The USDA started implementing the pilot program on January 11, 2018 in 14 counties across seven states, including Divide and Sheridan counties in North Dakota. Hoeven introduced S.2833 and is working to include the provision in the next farm bill as a long-term solution to the ARC payment calculation issue.

Improving Wetlands Provisions in the Conservation Title

Hoeven also introduced S.2834, legislation to ensure that the wetlands regulations in the conservation title are more farmer friendly. The legislation requires the USDA, within 180 days of passage of the farm bill, to define minimal effect exemptions on a regional basis. These exemptions must be applied before any wetland determination is made or a violation alleged against a producer.  

Additionally, the legislation increases the authorization for the Wetland Mitigation Banking Program to $35 million over 5 years. Mitigation banking is the preservation, enhancement, restoration or creation of a wetland, stream, or habitat conservation area to offset or compensate for expected impacts to similar nearby ecosystems. 

This legislation is also included in the House of Representative’s version of the farm bill.

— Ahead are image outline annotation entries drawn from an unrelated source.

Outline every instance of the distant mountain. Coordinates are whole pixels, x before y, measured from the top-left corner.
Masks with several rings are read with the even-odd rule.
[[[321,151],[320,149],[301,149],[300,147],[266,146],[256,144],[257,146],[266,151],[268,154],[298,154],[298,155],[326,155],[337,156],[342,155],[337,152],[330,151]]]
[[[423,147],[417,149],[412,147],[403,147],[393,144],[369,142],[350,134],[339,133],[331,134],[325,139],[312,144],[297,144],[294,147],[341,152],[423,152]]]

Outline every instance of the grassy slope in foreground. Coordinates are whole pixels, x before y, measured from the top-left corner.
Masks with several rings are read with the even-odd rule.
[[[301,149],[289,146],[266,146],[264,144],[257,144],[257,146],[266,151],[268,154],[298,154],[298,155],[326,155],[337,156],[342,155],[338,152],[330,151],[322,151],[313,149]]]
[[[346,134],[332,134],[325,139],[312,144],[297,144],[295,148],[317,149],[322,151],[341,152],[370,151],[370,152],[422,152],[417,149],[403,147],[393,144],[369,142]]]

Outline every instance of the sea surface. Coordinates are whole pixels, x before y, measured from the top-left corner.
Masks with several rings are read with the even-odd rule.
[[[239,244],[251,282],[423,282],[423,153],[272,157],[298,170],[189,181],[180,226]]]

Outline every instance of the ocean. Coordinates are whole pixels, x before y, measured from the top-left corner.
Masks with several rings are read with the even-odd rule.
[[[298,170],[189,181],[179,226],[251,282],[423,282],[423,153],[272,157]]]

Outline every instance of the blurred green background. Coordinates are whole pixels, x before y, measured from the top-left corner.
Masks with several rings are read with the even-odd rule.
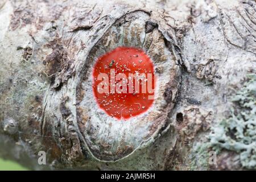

Hoeven is working to include both pieces of legislation in the Senate’s farm bill. The senator hosted USDA Secretary Sonny Perdue in North Dakota to hear directly from the state’s producers about their priorities for the farm bill and has also gathered input from at roundtable meetings around the state. Hoeven continues working to provide the nation’s farmers and ranchers with the strongest farm bill possible.